Date:                           Monday, April 29th 2013
Speaker:                     Marco Grzegorczyk (Dept. of Statistics TU Dortmund University, Germany )
Room:                         5161.0293 (Bernoulliborg)
Time:                           11.00

Title: Bayesian regularization of non-homogeneous dynamic Bayesian network models


The objective of systems biology research is the elucidation
of the regulatory networks and signalling pathways of the cell. The
ideal approach would be the deduction of a detailed mathematical
description of the entire system in terms of a set of coupled non-linear
differential equations. As high-throughput measurements are inherently
stochastic and most kinetic rate constants cannot be measured directly,
the parameters of the system would have to be estimated from the data.
Unfortunately, standard optimization techniques in high-dimensional
multimodal parameter spaces are not robust, and model selection is
impeded by the fact that more complex pathway models would always
provide a better explanation of the data than less complex ones,
rendering this approach intrinsically susceptible to over-fitting. To
assist the elucidation of regulatory networks, dynamic Bayesian networks
can be employed. The idea is to simplify the mathematical description of
the biological system by replacing coupled differential equations by
conditional probability distributions. This results in a scoring
function (marginal likelihood) of closed form that depends only on the
structure of the network and avoids the over-fitting problem. Markov
Chain Monte Carlo (MCMC) algorithms can be applied to search the space
of network structures for those that are most consistent with the data.
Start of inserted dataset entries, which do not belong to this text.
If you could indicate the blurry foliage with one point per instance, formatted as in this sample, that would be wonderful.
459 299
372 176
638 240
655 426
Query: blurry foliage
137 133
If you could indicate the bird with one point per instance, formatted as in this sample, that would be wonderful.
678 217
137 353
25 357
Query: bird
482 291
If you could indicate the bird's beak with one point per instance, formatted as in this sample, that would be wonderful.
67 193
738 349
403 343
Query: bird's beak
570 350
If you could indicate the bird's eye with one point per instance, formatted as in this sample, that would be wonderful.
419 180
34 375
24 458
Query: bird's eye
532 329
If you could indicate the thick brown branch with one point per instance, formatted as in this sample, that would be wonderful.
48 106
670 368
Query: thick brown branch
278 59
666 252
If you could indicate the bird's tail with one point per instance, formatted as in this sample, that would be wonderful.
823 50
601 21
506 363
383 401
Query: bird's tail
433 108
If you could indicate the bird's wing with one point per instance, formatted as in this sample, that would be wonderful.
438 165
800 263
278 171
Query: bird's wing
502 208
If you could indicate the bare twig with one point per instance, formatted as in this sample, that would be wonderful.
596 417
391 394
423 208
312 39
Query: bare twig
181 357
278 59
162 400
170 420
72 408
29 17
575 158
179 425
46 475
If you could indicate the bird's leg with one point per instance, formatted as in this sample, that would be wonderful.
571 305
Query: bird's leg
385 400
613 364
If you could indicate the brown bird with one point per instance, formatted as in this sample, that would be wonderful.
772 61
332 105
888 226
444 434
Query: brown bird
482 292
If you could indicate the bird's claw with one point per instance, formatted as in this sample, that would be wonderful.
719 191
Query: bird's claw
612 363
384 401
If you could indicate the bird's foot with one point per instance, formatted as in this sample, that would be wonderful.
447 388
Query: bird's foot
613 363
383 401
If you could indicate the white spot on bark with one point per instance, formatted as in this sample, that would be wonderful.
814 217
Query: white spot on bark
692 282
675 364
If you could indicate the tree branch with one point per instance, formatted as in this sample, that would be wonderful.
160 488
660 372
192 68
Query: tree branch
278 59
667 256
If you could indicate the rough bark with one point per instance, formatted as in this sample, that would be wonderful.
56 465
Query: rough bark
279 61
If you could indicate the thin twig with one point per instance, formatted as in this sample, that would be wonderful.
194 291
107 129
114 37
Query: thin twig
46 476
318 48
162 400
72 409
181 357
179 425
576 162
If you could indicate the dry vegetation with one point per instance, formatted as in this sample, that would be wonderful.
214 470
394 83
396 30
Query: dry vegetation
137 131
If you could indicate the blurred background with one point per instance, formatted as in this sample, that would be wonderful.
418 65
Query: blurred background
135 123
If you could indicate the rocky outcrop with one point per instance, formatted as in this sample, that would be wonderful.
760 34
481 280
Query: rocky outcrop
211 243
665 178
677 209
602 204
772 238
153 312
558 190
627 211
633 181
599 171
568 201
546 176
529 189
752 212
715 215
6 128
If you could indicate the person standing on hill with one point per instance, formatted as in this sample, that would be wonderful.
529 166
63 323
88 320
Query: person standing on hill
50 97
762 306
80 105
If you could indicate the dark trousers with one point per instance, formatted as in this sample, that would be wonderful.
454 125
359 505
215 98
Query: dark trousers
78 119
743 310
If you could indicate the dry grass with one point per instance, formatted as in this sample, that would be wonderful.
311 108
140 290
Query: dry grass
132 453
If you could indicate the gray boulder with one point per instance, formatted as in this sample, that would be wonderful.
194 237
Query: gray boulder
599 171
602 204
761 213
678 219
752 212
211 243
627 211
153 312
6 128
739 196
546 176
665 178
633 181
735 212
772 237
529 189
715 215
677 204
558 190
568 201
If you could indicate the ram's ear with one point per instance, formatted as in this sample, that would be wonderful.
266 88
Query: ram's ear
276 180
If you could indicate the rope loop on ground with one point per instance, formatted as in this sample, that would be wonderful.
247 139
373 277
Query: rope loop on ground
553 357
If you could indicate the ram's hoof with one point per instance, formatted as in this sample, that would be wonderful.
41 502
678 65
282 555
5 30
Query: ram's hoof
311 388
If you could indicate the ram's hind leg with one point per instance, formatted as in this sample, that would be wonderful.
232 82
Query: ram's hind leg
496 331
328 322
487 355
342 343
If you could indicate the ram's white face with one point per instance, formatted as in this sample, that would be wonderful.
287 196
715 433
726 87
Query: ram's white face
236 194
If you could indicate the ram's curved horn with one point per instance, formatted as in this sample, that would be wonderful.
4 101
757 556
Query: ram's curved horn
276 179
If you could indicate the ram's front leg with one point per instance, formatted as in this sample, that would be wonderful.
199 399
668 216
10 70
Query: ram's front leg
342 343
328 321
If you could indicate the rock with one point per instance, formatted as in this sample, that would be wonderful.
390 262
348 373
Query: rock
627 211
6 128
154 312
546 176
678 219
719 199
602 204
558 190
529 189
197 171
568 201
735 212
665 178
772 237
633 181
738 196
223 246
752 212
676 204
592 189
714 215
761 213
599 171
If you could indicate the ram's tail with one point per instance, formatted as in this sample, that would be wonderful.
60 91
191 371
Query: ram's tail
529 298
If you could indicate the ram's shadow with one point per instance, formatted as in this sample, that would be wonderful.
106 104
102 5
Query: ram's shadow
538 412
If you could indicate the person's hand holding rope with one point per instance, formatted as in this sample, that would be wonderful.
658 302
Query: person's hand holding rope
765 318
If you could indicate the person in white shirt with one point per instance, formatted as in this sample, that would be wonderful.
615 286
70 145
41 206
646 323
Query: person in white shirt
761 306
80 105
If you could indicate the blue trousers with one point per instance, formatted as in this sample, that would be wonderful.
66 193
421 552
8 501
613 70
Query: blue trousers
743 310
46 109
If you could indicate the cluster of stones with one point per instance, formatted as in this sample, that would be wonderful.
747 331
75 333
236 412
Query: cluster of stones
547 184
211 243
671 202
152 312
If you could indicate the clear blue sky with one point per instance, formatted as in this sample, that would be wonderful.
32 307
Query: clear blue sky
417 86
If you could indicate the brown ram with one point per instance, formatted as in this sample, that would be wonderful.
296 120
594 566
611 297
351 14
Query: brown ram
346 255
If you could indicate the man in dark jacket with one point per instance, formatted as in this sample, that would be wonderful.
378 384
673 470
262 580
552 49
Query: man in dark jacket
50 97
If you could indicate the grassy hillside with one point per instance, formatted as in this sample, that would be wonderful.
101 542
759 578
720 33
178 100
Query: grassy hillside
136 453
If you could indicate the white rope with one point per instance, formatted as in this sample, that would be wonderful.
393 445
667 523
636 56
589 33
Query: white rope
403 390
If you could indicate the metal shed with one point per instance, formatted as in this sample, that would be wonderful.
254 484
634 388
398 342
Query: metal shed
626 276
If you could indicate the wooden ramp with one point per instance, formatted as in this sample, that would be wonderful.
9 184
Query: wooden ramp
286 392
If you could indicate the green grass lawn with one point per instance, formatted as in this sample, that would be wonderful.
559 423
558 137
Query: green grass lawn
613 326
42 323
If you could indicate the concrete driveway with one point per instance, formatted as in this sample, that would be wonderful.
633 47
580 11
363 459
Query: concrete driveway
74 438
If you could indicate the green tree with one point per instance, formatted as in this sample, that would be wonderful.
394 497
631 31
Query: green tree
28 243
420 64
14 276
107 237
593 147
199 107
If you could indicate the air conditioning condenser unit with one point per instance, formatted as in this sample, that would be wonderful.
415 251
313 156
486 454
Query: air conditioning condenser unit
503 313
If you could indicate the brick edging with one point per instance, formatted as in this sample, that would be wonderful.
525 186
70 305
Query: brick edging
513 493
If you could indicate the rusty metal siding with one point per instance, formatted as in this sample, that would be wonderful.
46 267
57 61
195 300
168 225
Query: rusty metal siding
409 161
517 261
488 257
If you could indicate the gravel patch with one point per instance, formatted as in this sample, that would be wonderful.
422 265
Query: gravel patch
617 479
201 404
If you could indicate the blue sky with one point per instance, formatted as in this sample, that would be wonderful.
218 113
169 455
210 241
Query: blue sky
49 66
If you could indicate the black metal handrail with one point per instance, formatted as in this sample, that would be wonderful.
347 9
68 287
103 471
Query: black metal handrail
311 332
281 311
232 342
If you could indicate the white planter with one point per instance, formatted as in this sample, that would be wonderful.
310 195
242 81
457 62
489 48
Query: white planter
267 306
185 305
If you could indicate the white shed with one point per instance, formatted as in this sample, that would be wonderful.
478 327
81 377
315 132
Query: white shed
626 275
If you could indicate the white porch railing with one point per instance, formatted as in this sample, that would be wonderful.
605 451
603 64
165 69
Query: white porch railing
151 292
To relax the homogeneity assumption of classical dynamic Bayesian
networks (DBNs), various recent studies have combined DBNs with multiple
changepoint processes. The underlying assumption is that the parameters
associated with time series segments delimited by multiple changepoints
are a priori independent. However, the assumption of prior independence
is unrealistic in many real-world applications, where the majority of
segment-specific regulatory relationships among the interdependent
quantities tend to undergo minor and gradual adaptations. Moreover, for
sparse time series, as typically available in many systems biology
applications, inference suffers from vague posterior distributions, and
could borrow strength from a systematic mechanism of information

There are two approaches to information coupling in time series
segmented by multiple changepoints: sequential information coupling, and
global information coupling. In the former, information is shared between
adjacent segments. In the latter, segments are treated as
interchangeable units, and information is shared globally. Sequential
information coupling is appropriate for a system in the process of
development, e.g. in morphogenesis. Global information coupling, on the
other hand, is more appropriate when time series segments are related to
different experimental scenarios or environmental conditions. These
coupling schemes have been applied to the regularization of DBNs with
time-varying network structures, by penalizing network structure changes
sequentially or globally. However, these approaches do not address the
information coupling with respect to the interaction parameters and
assume complete parameter independence among time segments.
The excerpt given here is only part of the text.